Pfizer Inc. announced top-line results of a Phase 3 study evaluating the efficacy and safety of LYRICA (pregabalin) Capsules CV in adults with chronic post-traumatic peripheral neuropathic pain. The study did not meet its primary efficacy endpoint.
LYRICA is currently approved for various indications in more than 130 countries and regions globally.
LYRICA is approved for five indications in the U.S., of which four are in the therapeutic area of pain. These indications include neuropathic pain associated with diabetic peripheral neuropathy, post-herpetic neuralgia (pain after shingles), neuropathic pain associated with spinal cord injury, fibromyalgia and partial onset seizures in adults with epilepsy who take one or more drugs for seizures.

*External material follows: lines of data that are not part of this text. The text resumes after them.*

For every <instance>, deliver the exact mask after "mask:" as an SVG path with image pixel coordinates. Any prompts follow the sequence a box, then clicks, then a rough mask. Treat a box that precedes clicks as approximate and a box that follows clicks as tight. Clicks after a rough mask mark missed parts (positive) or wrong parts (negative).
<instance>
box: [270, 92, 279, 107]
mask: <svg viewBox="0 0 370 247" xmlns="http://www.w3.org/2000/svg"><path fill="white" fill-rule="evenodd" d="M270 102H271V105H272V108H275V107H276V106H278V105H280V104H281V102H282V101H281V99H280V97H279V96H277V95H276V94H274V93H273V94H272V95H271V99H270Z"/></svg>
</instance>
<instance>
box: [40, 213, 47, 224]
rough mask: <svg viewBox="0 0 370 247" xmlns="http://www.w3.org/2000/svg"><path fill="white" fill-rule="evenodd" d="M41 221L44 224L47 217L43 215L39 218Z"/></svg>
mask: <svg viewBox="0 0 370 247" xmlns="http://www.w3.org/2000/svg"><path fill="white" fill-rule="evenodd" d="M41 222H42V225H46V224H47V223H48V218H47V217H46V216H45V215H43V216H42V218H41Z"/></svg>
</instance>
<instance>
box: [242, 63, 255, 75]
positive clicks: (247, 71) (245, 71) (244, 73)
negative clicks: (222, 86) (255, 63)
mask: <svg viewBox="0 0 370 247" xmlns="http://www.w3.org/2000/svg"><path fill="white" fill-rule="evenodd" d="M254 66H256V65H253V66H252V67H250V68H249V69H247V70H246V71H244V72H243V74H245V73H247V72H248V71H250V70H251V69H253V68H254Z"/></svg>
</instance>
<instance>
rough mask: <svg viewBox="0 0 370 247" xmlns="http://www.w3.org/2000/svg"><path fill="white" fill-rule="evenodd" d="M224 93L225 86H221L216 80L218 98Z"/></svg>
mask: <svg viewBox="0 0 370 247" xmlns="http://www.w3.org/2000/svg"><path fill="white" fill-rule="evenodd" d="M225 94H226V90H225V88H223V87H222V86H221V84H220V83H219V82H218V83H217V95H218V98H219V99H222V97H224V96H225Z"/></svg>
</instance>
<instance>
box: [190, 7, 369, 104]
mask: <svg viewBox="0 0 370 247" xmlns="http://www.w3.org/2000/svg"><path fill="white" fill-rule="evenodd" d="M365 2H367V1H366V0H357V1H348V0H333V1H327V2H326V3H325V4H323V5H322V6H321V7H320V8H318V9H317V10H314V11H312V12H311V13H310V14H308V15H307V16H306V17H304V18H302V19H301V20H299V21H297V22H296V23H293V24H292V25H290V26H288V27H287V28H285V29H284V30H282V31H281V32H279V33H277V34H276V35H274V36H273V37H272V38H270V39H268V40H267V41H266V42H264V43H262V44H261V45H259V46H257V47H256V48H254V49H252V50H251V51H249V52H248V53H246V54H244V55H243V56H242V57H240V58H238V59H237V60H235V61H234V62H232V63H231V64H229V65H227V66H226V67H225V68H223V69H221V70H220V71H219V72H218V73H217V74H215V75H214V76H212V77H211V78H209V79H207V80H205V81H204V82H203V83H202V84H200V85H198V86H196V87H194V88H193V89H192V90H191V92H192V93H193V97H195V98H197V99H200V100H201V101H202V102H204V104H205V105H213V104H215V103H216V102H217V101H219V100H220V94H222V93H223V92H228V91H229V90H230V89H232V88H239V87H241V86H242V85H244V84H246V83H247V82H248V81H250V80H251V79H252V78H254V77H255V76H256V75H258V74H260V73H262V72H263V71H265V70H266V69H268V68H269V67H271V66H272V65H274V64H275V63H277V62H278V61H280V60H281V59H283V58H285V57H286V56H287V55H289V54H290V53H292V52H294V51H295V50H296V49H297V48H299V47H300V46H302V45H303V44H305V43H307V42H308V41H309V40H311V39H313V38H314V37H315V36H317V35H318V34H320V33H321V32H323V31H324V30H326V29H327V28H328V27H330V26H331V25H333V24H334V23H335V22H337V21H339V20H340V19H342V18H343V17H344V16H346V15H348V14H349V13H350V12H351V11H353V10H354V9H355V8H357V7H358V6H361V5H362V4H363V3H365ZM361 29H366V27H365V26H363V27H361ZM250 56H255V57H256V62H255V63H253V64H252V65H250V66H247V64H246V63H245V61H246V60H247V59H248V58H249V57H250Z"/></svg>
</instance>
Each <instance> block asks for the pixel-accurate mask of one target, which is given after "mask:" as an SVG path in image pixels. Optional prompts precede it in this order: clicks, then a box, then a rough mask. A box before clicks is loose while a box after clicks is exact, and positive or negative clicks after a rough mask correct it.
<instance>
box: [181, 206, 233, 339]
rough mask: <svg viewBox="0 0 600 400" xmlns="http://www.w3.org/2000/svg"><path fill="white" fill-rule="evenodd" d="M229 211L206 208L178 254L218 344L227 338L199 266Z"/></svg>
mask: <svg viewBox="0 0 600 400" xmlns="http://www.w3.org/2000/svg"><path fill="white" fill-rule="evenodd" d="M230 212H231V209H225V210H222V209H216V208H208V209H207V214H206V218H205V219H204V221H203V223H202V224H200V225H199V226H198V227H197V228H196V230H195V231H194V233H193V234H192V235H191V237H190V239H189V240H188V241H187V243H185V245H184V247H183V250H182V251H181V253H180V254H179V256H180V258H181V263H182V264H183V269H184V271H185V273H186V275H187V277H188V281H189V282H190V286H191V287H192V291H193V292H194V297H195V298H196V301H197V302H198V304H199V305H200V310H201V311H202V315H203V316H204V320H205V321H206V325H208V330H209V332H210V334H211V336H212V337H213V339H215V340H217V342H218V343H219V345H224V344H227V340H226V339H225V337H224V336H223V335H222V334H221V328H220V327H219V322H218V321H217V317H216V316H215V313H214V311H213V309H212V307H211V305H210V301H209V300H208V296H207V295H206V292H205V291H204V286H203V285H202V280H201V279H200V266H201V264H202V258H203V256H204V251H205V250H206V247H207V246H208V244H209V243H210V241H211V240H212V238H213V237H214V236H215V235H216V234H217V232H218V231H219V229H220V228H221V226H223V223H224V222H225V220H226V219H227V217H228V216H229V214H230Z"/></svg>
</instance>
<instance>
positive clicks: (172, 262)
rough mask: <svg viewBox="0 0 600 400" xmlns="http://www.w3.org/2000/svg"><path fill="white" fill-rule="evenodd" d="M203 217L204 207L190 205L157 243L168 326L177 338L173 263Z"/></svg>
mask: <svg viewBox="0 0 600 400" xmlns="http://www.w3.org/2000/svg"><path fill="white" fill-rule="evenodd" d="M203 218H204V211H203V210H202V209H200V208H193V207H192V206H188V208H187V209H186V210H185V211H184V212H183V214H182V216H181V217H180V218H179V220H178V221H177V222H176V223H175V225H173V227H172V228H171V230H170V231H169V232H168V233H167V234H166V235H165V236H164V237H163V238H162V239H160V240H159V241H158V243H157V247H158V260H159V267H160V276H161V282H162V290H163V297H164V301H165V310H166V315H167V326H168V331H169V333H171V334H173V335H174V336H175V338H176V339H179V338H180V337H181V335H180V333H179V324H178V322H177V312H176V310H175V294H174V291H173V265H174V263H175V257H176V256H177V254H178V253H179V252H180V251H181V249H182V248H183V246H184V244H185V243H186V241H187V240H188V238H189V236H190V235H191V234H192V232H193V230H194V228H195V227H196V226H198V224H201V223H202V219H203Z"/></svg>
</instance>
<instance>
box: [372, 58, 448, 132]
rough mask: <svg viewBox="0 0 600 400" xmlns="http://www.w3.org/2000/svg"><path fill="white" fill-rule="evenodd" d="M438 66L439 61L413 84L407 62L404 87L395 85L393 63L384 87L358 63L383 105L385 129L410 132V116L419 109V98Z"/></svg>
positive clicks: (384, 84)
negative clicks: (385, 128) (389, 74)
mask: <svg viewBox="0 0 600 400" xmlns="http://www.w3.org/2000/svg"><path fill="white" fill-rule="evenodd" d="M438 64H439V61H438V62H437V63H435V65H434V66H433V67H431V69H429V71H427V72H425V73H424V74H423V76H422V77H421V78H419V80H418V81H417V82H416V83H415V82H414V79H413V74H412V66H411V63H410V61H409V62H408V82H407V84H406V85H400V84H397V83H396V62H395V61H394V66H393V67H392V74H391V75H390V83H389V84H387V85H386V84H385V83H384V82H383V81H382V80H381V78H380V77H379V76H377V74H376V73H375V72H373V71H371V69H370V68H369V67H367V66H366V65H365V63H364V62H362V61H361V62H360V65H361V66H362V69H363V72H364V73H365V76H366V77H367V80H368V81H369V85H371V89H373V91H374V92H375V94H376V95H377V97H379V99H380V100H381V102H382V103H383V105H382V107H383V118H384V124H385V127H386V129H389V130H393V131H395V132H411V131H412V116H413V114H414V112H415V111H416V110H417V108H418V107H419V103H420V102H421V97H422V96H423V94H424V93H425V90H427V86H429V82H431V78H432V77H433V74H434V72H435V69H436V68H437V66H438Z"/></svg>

The study was conducted as a 15-week, double-blind, placebo-controlled, parallel group study with a primary objective to evaluate the efficacy of pregabalin in the treatment of chronic post-traumatic peripheral neuropathic pain. The primary efficacy endpoint was mean pain reduction from baseline compared with placebo based on pain scores from patients’ daily pain diaries. The safety profile observed in this study was consistent with that known for pregabalin. The most common adverse events with pregabalin in this study were dizziness, somnolence, nausea and fatigue.
There is currently no treatment approved by the U.S. Food and Drug Administration for post-traumatic neuropathic pain.